Yani mademki insanın rahatı ve canı ve malı Allah’ın birer emanetiyse geri iade etmek “Emanetli” sayılabilmek şarttır. [4] Nefsi terk etmenin anlamı da budur zaten. Nefsi terk eden kimse nefsini esas sahibi Allah’ın isteği doğrultusunda harcar. Ayrıca iman ederken Allah’a verdiği sözlerini ve O’nun mahluklarının haklarını öyle bir titizlikle verir ki tam bir fedakarlık sayılır. Doğrusu takvanın inceliklerini sonuna kadar götürmek de bir nevi ölümdür. Bu seviye için ‘Eflaha” kelimesinin anlamı şu olacaktır ki bu mertebeye gelmiş mümin tüm gücüyle takvanın daracık sokaklarından geçmeye çalışınca ve nefsini resmen kurban edince Yüce Allah’ın (c.c.) ilahi nurları onun vücudunu kapsayıp aynen cismani iskeletin üzerine giydirilmiş etin fiziksel güzellik verdiği gibi ruhani güzellik vermeye başlarlar. Daha önce de anlattığımız gibi her ikisi için “elbise” anlamına gelen kelimeler kullanılmıştır.

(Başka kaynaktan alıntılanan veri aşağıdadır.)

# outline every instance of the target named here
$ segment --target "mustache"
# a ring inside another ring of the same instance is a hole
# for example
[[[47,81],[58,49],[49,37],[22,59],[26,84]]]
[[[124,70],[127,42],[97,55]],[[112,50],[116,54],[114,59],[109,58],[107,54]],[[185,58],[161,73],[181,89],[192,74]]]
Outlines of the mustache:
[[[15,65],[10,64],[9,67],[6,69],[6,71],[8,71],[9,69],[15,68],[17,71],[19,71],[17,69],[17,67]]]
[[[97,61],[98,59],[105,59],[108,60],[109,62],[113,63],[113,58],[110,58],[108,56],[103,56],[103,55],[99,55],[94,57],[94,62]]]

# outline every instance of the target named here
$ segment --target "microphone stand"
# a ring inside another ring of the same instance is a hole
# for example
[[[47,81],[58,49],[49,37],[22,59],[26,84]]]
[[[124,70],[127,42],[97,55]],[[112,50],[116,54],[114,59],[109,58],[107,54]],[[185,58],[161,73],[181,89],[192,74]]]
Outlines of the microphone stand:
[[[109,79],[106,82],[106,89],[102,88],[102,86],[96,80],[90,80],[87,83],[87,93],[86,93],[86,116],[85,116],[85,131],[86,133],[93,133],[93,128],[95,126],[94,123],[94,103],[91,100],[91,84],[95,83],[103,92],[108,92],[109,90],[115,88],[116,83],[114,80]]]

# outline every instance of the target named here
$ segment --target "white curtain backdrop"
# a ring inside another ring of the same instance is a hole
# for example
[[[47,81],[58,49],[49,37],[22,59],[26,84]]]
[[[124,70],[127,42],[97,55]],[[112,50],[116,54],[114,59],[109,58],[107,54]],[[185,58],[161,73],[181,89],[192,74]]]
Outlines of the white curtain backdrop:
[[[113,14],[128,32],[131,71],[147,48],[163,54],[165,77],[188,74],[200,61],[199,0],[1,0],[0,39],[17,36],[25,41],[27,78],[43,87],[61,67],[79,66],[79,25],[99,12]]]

Örneğin takva için Kuranı Kerimde “takva elbisesi” terimi mevcuttur ve kemiklere giydirilen et için de “kesve” kelimesinden ve elbise anlamına gelen “fekesevna” kelimesi kullanılmıştır.

Aşktan doğan ruh

Hatırlamaya değerdir ki amel buraya kadardır ve amel karşılığında verilen nimetlerin hepsi beşinci seviyede biterler. Altıncı seviye tamamen bağıştır ve hiçbir amel veya kesp olmadan mümine verilir. Evet; bir zerre kadar herhangi bir amelin etkisi yoktur. Tüm nefsini tek tek iade etmesiyle oluşan boşluk ve ruhsuzluk Allah tarafından bahşedilen bir ruhla doldurulur, çünkü Allah uğruna herhangi bir şeyi kaybeden kimse için daha iyisinin verilmesi ezeli kanundur, İlahi vaattir. Bu sebeptendir ki ruhunu bile kaybedenler yeni bir ruha kavuşurlar. Mümin zati aşkı yüzünden ruhunu bile kaybettiği için İlahi aşkından doğan bir ruhu kazanır. Ruhul Kudüs sürekli bu yeni ruhla birlikte olur. Allah’ın zati aşkı aynen bir ruh gibidir ve insanın içinde ruhun görevini görür. Doğrusu Ruhul Kudüs aşktan doğan bu ruhtan bir anlık bile ayrılamaz. Bu yüzden biz hem “zatı aşktan doğan ruh” deyince yanında Ruhul Kudüs demiyoruz çünkü biri varken diğerinin olmaması zaten mümkün değildir. İkisi birbirine lazımdırlar. İşte bu ruh bahşedildiği andan itibaren tüm ibadetler yük olmaktan çıkarlar ve artık tekellüf ve zorlamayla değil tamamen bir iç kuvveti ve meyliyle Allah’ı anmak bir tabii ihtiyaç haline gelir; aşıkların gösterdiği coşkuyu göstertir. Bu seviyedeki mümin Hazreti Cebrail gibi her an her lahza İlahi kapıda bekler durur ve bu komşuluktan sürekli nasip alır. Böyleleri hakkında Allah şöyle buyurur;

[5]

Yani kamil müminler öyle bir huzur bulurlar ki daima ve her an namazlarını kimse tarafından hatırlatmak gerekmeksizin kendileri muhafaza ederler. Bu gösteriyor ki bu seviyedeki mümin ruhani bekası için namazına ve İlahi yâdına şart gözüyle bakar; olmadan yaşayamayacağı bir gıda olarak görür. Allah tarafından bahşedilen o ruh olmadan bu seviye elde edilemez. Doğrusu ancak canını verince bu yeni can nasip olur.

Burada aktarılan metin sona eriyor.